I am anxiously awaiting the final galley of Conquering Venus from Vanilla Heart. This galley will be a last minute check for formatting, making sure the errors from the last galley were properly corrected and that acknowledgement pages are in order. I have been slowly working on building Conquering Venus its own blog, and it will now debut Aug. 1. There will be exclusive photos, poems, content and more on this blog.
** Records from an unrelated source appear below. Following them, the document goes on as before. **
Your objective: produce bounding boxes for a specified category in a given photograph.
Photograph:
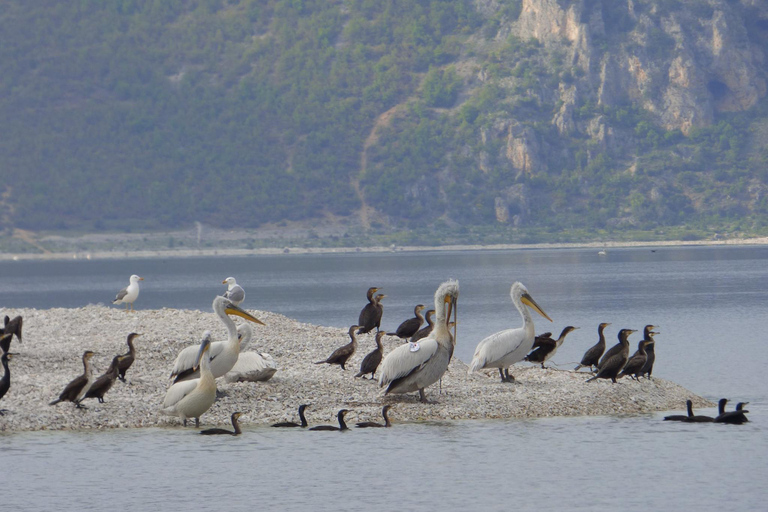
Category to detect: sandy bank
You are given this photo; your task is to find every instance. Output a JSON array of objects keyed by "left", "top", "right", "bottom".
[{"left": 0, "top": 306, "right": 712, "bottom": 431}]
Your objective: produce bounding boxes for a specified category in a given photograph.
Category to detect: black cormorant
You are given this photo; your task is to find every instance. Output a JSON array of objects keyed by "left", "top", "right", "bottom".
[
  {"left": 272, "top": 404, "right": 309, "bottom": 428},
  {"left": 48, "top": 350, "right": 93, "bottom": 409},
  {"left": 356, "top": 405, "right": 392, "bottom": 428},
  {"left": 525, "top": 325, "right": 578, "bottom": 368},
  {"left": 315, "top": 325, "right": 360, "bottom": 370},
  {"left": 388, "top": 304, "right": 424, "bottom": 340},
  {"left": 355, "top": 331, "right": 386, "bottom": 380},
  {"left": 574, "top": 322, "right": 611, "bottom": 371},
  {"left": 200, "top": 412, "right": 243, "bottom": 436},
  {"left": 309, "top": 409, "right": 349, "bottom": 430},
  {"left": 587, "top": 329, "right": 636, "bottom": 383}
]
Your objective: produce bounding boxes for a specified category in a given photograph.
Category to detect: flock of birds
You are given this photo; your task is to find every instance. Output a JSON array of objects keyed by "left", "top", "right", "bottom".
[{"left": 0, "top": 275, "right": 748, "bottom": 435}]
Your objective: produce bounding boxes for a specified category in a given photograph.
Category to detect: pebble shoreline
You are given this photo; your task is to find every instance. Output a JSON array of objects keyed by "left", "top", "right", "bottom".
[{"left": 0, "top": 305, "right": 714, "bottom": 432}]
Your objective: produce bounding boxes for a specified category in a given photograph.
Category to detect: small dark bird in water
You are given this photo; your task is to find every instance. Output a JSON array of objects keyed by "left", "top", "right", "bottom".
[
  {"left": 587, "top": 329, "right": 636, "bottom": 383},
  {"left": 272, "top": 404, "right": 309, "bottom": 428},
  {"left": 309, "top": 409, "right": 349, "bottom": 430},
  {"left": 200, "top": 412, "right": 243, "bottom": 436},
  {"left": 574, "top": 322, "right": 611, "bottom": 371},
  {"left": 83, "top": 356, "right": 123, "bottom": 404},
  {"left": 640, "top": 325, "right": 659, "bottom": 379},
  {"left": 315, "top": 325, "right": 360, "bottom": 370},
  {"left": 388, "top": 304, "right": 424, "bottom": 340},
  {"left": 525, "top": 325, "right": 578, "bottom": 369},
  {"left": 357, "top": 286, "right": 386, "bottom": 334},
  {"left": 0, "top": 315, "right": 24, "bottom": 353},
  {"left": 410, "top": 309, "right": 435, "bottom": 343},
  {"left": 714, "top": 398, "right": 749, "bottom": 425},
  {"left": 617, "top": 340, "right": 653, "bottom": 380},
  {"left": 118, "top": 332, "right": 141, "bottom": 382},
  {"left": 48, "top": 350, "right": 93, "bottom": 409},
  {"left": 0, "top": 350, "right": 11, "bottom": 416},
  {"left": 355, "top": 331, "right": 386, "bottom": 380},
  {"left": 356, "top": 405, "right": 392, "bottom": 428}
]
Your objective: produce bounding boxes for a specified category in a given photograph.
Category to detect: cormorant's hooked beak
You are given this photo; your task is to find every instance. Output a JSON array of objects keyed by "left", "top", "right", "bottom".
[
  {"left": 224, "top": 302, "right": 265, "bottom": 325},
  {"left": 520, "top": 293, "right": 552, "bottom": 322}
]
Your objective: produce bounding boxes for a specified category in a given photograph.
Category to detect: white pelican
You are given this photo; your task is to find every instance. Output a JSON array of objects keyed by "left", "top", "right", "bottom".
[
  {"left": 160, "top": 331, "right": 216, "bottom": 427},
  {"left": 224, "top": 324, "right": 277, "bottom": 382},
  {"left": 112, "top": 274, "right": 144, "bottom": 311},
  {"left": 468, "top": 282, "right": 552, "bottom": 382},
  {"left": 379, "top": 280, "right": 459, "bottom": 402},
  {"left": 171, "top": 296, "right": 264, "bottom": 382},
  {"left": 221, "top": 277, "right": 245, "bottom": 306}
]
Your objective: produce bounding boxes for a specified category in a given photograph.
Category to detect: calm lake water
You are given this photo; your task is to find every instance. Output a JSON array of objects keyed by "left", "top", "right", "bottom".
[{"left": 0, "top": 247, "right": 768, "bottom": 511}]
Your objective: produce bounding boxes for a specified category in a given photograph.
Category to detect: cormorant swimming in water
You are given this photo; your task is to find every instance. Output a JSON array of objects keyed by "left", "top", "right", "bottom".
[
  {"left": 356, "top": 405, "right": 392, "bottom": 428},
  {"left": 574, "top": 322, "right": 611, "bottom": 371},
  {"left": 272, "top": 404, "right": 309, "bottom": 428},
  {"left": 315, "top": 325, "right": 360, "bottom": 370},
  {"left": 48, "top": 350, "right": 93, "bottom": 409},
  {"left": 388, "top": 304, "right": 424, "bottom": 340},
  {"left": 587, "top": 329, "right": 636, "bottom": 383},
  {"left": 355, "top": 331, "right": 386, "bottom": 380},
  {"left": 525, "top": 325, "right": 578, "bottom": 369},
  {"left": 200, "top": 412, "right": 243, "bottom": 436},
  {"left": 309, "top": 409, "right": 349, "bottom": 431}
]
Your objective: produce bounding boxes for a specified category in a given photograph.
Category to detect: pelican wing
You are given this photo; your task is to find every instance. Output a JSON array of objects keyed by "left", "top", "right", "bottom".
[
  {"left": 469, "top": 328, "right": 525, "bottom": 373},
  {"left": 379, "top": 338, "right": 438, "bottom": 387},
  {"left": 171, "top": 341, "right": 224, "bottom": 377},
  {"left": 163, "top": 379, "right": 200, "bottom": 409}
]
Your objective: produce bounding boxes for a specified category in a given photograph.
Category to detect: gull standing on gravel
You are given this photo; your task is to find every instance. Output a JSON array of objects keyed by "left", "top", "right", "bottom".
[
  {"left": 171, "top": 296, "right": 264, "bottom": 382},
  {"left": 112, "top": 274, "right": 144, "bottom": 311},
  {"left": 221, "top": 277, "right": 245, "bottom": 306},
  {"left": 468, "top": 282, "right": 552, "bottom": 382},
  {"left": 160, "top": 334, "right": 218, "bottom": 427},
  {"left": 379, "top": 280, "right": 459, "bottom": 402}
]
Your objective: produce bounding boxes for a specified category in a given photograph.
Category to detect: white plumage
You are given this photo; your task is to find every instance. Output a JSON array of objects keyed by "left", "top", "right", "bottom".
[
  {"left": 468, "top": 282, "right": 552, "bottom": 382},
  {"left": 171, "top": 297, "right": 263, "bottom": 381},
  {"left": 379, "top": 280, "right": 459, "bottom": 402},
  {"left": 160, "top": 331, "right": 216, "bottom": 427},
  {"left": 112, "top": 274, "right": 144, "bottom": 311}
]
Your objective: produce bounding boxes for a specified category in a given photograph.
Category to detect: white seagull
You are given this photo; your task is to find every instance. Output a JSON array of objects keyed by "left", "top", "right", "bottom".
[
  {"left": 221, "top": 277, "right": 245, "bottom": 306},
  {"left": 379, "top": 280, "right": 459, "bottom": 402},
  {"left": 112, "top": 274, "right": 144, "bottom": 311},
  {"left": 468, "top": 282, "right": 552, "bottom": 382}
]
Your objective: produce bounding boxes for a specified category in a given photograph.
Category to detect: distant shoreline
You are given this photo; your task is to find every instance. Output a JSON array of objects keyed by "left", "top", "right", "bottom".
[{"left": 0, "top": 237, "right": 768, "bottom": 261}]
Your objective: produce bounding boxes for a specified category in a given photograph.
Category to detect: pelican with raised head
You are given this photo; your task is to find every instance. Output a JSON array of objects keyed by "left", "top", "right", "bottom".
[
  {"left": 379, "top": 280, "right": 459, "bottom": 402},
  {"left": 112, "top": 274, "right": 144, "bottom": 311},
  {"left": 221, "top": 277, "right": 245, "bottom": 306},
  {"left": 171, "top": 296, "right": 264, "bottom": 382},
  {"left": 468, "top": 282, "right": 552, "bottom": 382},
  {"left": 160, "top": 334, "right": 218, "bottom": 427}
]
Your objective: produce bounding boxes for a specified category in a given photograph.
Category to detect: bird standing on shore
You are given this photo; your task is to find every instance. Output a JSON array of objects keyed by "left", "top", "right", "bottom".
[
  {"left": 574, "top": 322, "right": 611, "bottom": 371},
  {"left": 0, "top": 350, "right": 11, "bottom": 416},
  {"left": 315, "top": 325, "right": 360, "bottom": 370},
  {"left": 355, "top": 331, "right": 386, "bottom": 380},
  {"left": 48, "top": 350, "right": 93, "bottom": 409},
  {"left": 357, "top": 286, "right": 386, "bottom": 334},
  {"left": 388, "top": 304, "right": 424, "bottom": 340},
  {"left": 468, "top": 282, "right": 552, "bottom": 382},
  {"left": 200, "top": 412, "right": 243, "bottom": 436},
  {"left": 112, "top": 274, "right": 144, "bottom": 311},
  {"left": 160, "top": 334, "right": 218, "bottom": 427},
  {"left": 221, "top": 277, "right": 245, "bottom": 306},
  {"left": 379, "top": 280, "right": 459, "bottom": 402},
  {"left": 525, "top": 325, "right": 578, "bottom": 369},
  {"left": 171, "top": 296, "right": 264, "bottom": 382},
  {"left": 587, "top": 329, "right": 637, "bottom": 384},
  {"left": 117, "top": 332, "right": 141, "bottom": 382}
]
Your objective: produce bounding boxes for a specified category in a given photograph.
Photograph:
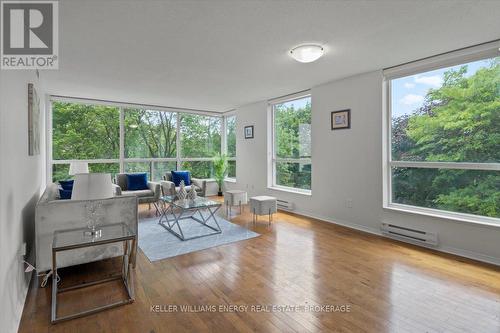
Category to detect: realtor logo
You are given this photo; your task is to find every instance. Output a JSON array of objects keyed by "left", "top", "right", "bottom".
[{"left": 1, "top": 0, "right": 59, "bottom": 69}]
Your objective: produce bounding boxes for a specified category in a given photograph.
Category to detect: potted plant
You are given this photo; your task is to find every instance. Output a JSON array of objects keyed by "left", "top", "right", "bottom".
[{"left": 213, "top": 154, "right": 227, "bottom": 196}]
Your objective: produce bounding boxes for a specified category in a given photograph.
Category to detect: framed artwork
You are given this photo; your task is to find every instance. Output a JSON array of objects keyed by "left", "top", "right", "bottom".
[
  {"left": 331, "top": 109, "right": 351, "bottom": 130},
  {"left": 245, "top": 125, "right": 253, "bottom": 139},
  {"left": 28, "top": 83, "right": 40, "bottom": 156}
]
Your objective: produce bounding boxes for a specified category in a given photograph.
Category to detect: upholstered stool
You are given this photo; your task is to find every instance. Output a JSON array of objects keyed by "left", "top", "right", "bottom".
[
  {"left": 224, "top": 190, "right": 248, "bottom": 218},
  {"left": 250, "top": 195, "right": 278, "bottom": 225}
]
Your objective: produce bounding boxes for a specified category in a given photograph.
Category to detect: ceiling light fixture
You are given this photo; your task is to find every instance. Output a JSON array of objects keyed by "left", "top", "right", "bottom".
[{"left": 290, "top": 44, "right": 324, "bottom": 63}]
While waiting for the final galley, I spent more than 12 hours (8 of those in a marathon on Friday) working on the sequel to Venus. This was a combination of rewrites and new scenes. I'm pretty damn happy with it. On Saturday night, I was positively giddy. I always listen to music when I'm writing, and the soundtrack for the weekend came courtesy of Swing Out Sister. They are as vital now as they were more than 20 years ago, with their new album, Beautiful Mess, one of the best jazz/pop albums I've heard in ages. Swing Out Sister inspired the title of my first poetry collection, Better To Travel, and here they are again giving me joy and inspiration, especially with the song/video posted above, "Waiting Game," from 1989's Kaleidoscope World. The lively melody -- and gorgeous shots of Paris -- belie the lyrics, which are quite melancholy. Thanks to Corinne and Andy, if you happen to read this.
On the Fourth of July, I went to dinner and a movie with Cleo Creech to see the new Woody Allen movie, Whatever Works. I didn't have high hopes. His last two -- Cassandra's Dream and Vicky Cristina Barcelona -- didn't rank very high on my Woody-meter, but I'm a glutton for cinematic punishment. I am delighted to report that Whatever Works totally worked for me! Larry David was, naturally, channeling Woody, but the star of this movie is Patricia Clarkson. As a Bible-thumping, Mississippi-born socialite, she storms into the picture about halfway, and owns the rest of the movie. Her transformation to a wanton bohemian is hilarious. Kudos also goes to Ed Begley Jr. -- yeah, Ed Begely! -- as Clarkson's estranged husband, who takes his roughly 20 minutes on screen and mines comedy gold. After trotting off to London and Spain, Woody is back in his beloved Manhattan -- the stylized, mannered Manhattan that only exists in Allen's films. Allen has been making variations on the same plot (older, cremudgeon falls for beautiful, young woman and comedy/tragedy ensues) for 30-plus years, and while Whatever Works is far from his best work, it's a comforting throwback.